The red tape of solar permitting can constitute a bigger part of the price of installing a rooftop solar system than the hardware itself. But it gets worse. Bureaucratic complexities can prevent people who want and can afford solar from getting a solar system.

That’s one of the big findings in a report entitled Nationwide Analysis of Solar Permitting and the Implications for Soft Costs by Clean Power Finance (CPF) Senior Policy Director James Tong, produced as part of CPF’s Department of Energy-funded effort to drive down the non-hardware (soft) costs of residential solar.

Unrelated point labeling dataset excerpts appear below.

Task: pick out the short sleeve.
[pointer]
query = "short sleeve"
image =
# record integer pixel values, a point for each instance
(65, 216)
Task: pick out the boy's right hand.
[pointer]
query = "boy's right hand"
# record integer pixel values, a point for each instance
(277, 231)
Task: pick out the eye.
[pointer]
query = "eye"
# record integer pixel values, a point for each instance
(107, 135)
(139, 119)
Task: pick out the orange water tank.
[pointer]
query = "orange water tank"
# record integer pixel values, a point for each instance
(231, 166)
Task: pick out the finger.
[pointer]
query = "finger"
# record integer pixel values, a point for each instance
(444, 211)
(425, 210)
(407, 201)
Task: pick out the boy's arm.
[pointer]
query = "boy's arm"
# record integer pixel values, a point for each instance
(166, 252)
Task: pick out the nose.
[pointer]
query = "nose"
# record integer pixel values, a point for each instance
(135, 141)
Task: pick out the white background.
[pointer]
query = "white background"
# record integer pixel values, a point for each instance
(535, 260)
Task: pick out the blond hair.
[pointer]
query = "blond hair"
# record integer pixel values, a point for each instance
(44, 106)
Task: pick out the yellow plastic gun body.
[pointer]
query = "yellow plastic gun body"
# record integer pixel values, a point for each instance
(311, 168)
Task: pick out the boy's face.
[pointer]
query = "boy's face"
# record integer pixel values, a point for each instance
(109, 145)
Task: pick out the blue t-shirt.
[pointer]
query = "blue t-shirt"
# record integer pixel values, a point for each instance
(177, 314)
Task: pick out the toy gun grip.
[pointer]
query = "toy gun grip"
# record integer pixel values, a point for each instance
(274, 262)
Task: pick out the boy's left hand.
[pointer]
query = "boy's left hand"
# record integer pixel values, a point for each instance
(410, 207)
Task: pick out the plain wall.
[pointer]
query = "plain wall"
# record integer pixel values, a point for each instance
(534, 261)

This is particularly disconcerting because falling module prices and third-party-ownership financing models are quickly eliminating other financial barriers to residential solar.

The national survey of 273 residential installers and 546 solar installations covered “90 percent of the residential solar market.” Its first and possibly most serious conclusion: One-third of installers will avoid selling solar where the Authorities Having Jurisdiction (AHJs) over permitting make the process too costly and time-consuming

“Permitting processes are limiting the adoption of solar,” the analysis concluded. This can drive up costs. “Installer unwillingness to expand to new territories,” the survey suggested, reduces competition and leads to “market inefficiencies and potentially higher costs.”

Permitting, the survey found, typically involves two to five agencies. The more agencies are involved, “the more likely there are to be mixed messages and/or different rules that result in delays and increased costs.”

More than one in ten installations (11 percent) are still in places where there are no established permitting requirements for solar.

Installers can get through the average amount of red tape in approximately 14.25 hours, that is, just under two working days. But AHJs require an average of nearly eight weeks to process an application, potentially delaying thousands of dollars of vital returns on installers’ investments in finding and closing customers and securing hardware, “both of which can impede installer profitability or force them to pass on additional costs to consumers.” 

The report does not simply accuse AHJs of intentional obstruction. Flawed paperwork submitted by installers is also part of the problem, as are under-budgeted, overworked, and less-than-knowledgeable AHJs that are new to rooftop solar but serious about building safety. What is needed, the study suggested, is a channel of communication between AHJs and installers.

“Perhaps a fifth of submittal packages are poorly organized and may require hours of red-lining,” one AHJ told CPF. “This is matter of safety, not red tape,” said another.

But AHJs can do better, the survey found. “I find myself having to educate the city staff on their own requirements,” an installer complained. Authorities must be more consistent, installers reported. “AHJs can change their interpretation of existing codes and you only find out after you are about to submit your paperwork.”

The new survey is an early step toward CPF’s larger goal of creating a National Solar Permitting Database (NSPD), which it and the DOE hope will allow installers and AHJs to work together to streamline the process. Policies that will do that, Tong said, fall into three categories: (1) raising awareness, (2) identifying areas that can be improved, and (3) offering solutions AHJs can readily adopt.

Such policies include having all permitting requirements spelled out on the record in the NSPD, which should eliminate inconsistencies in the permitting process.

As AHJs become more aware of solar, they are likely to improve their own procedures. A wider scope of permitting regimes may provide a basis for more flexible permitting fee systems that reward AHJs for better performance and allow installers to obtain the services they need.

If installers understand localized standards as necessary to local conditions and not arbitrary, they might also be more flexible. And seeing AHJs from the NSPD’s larger perspective could reduce recriminations and minimize friction.

The actual cost of permitting procedures, the report acknowledged, is not entirely clear. The “average personnel cost” of “permitting per installation” was calculated at $664 (or $0.11 per watt). But this number was reported in the “Areas for Further Research” section of the study and it was called “highly suspect.” Installers, the analysis said, are too inconsistent about staff remuneration make reliable calculations.

“NREL determined personnel cost associated with permitting and inspection to be $0.13 per watt and the average fees to be $0.09 per watt for a total of $0.22 per watt,” Tong said. A recent LBNL study put it at $0.27 per watt, he added.

But there are second-order costs such as losing customers in the permitting process, having to compensate customers for a bad experience, and the potentially large cost of holding inventory longer than necessary, Tong explained. “These factors can add an additional $0.10 per watt or even more.”

“Navigating the regulatory red tape constitutes 25 percent to 30 percent of the total cost of solar installation in the United States, according to data from the National Renewable Energy Laboratory,” wrote NRG Energy (NYSE:NRG) President David Crane and Robert F. Kennedy, Jr., in a recent New York Times editorial. “It can take as little as eight days to license and install a solar system on a house in Germany.” As a result, they wrote, “more than one million Germans have installed solar panels on their roofs.”

Rooftop solar and “rational, market-based rules,” Crane and Kennedy wrote, “could turn every American into an energy entrepreneur.”